Pourquoi ce phénomène?

Est -ce en raison de la diminution de l’exploitation commerciale des forêts pour l’export ?
Seraient-ce les premiers fruits des récents programmes de reforestation, et des efforts des gouvernements locaux pour lutter contre le déboisement ?
Ce pourrait aussi être dû à la sensibilité du peuple de Latag, qui considère la forêt comme leur principale ressource qu’ils se doivent de préserver… Ou encore à la réduction de l’élevage, et donc de la pression de pâturage, permettant aux espaces boisés de regagner du terrain.
Il n’y a certainement pas une raison isolée à ce phénomène, l’explication serait probablement une combinaison de ces facteurs.

Que signifie « Kaingin » ?

« Kaingin » est le terme local désignant « abatis-brûlis » (une méthode de culture ancestrale, encore présente dans de nombreuses régions du monde). Malgré sa mauvaise réputation, il s’agit d’une technique de cultures diversifiées qui peut être durable TANT qu’il s’agit de systèmes vivriers (productions non-commerciales visant à répondre aux besoins alimentaires des communautés) ET dans la limite d’une croissance démographique maîtrisée.

Il se peut que le Barangay Udalo atteigne aujourd’hui un palier où l’accélération de la croissance démographique conduit à une augmentation de la pression sur la forêt, lui laissant moins de temps pour se régénérer avant d’être à nouveau exploitée.

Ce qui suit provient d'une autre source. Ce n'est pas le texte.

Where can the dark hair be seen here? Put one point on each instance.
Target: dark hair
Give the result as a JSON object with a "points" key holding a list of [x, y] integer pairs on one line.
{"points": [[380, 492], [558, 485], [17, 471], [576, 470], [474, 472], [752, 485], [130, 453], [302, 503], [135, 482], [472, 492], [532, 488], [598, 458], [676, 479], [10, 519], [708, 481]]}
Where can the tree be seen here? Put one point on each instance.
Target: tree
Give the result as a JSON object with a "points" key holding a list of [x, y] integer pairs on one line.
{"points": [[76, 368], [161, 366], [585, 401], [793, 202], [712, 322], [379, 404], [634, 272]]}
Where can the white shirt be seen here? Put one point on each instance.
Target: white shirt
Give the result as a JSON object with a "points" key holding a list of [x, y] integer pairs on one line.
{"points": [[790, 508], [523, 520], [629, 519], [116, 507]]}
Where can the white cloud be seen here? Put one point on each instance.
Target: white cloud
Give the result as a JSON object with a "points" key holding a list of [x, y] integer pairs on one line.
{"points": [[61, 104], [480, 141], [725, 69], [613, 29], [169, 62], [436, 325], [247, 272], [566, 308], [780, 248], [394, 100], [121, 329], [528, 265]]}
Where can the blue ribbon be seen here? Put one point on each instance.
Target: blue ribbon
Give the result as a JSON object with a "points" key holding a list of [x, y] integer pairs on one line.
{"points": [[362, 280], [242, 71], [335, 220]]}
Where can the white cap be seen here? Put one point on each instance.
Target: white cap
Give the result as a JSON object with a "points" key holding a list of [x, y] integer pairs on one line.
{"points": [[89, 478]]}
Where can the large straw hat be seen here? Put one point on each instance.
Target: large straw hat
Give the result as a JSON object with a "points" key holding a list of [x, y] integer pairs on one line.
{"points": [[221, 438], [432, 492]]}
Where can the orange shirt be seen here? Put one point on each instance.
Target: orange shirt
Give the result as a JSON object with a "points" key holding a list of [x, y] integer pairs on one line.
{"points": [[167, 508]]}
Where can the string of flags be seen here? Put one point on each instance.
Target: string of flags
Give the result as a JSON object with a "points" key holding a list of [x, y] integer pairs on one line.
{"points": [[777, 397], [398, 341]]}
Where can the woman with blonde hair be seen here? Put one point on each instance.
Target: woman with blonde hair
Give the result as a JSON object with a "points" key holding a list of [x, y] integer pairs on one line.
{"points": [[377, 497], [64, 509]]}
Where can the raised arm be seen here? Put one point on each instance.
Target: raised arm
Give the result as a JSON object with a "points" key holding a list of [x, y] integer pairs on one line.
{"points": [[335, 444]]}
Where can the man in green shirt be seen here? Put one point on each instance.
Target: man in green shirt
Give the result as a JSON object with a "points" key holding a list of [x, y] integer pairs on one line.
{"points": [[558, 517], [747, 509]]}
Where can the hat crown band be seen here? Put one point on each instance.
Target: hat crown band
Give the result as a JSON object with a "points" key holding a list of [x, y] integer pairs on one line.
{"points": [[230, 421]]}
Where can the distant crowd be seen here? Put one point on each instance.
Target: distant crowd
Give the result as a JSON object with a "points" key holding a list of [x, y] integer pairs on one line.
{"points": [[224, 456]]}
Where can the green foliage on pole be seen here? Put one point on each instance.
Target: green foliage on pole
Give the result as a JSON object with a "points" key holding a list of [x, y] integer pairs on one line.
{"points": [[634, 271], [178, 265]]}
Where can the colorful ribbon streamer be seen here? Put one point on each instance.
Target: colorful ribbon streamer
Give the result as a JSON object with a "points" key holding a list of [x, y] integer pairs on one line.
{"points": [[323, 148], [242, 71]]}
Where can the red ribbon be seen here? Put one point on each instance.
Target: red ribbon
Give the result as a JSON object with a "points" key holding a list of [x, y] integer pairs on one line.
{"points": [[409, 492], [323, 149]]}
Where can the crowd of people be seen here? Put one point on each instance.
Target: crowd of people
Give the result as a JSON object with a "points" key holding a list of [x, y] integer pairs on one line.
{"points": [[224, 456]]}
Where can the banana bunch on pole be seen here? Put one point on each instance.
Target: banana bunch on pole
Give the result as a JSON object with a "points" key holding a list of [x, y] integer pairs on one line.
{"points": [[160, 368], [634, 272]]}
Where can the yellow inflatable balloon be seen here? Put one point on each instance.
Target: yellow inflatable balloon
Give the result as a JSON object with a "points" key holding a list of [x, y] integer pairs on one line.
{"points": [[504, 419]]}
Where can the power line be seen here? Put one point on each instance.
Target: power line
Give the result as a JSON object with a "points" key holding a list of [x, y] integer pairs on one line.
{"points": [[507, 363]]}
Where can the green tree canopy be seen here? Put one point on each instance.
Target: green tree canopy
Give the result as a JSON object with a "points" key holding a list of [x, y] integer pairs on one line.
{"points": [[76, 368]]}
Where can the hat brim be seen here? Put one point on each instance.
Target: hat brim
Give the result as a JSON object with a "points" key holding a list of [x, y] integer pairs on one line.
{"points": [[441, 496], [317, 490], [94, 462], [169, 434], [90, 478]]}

L’étude de Jonathan a permis de mettre en lumière que nous nous trouvons à un carrefour où la pratique du « Kaingin » devient destructive à partir du moment où l'on commence à développer des activités commerciales de type production du charbon, culture de noix de coco pour la transformation en huile industrielle ou celle de tubercules destinées à la transformation en aliment pour le bétail.
Ce changement d’échelle pourrait représenter une réelle menace pour l’environnement en terme d’augmentation des risques d’érosion.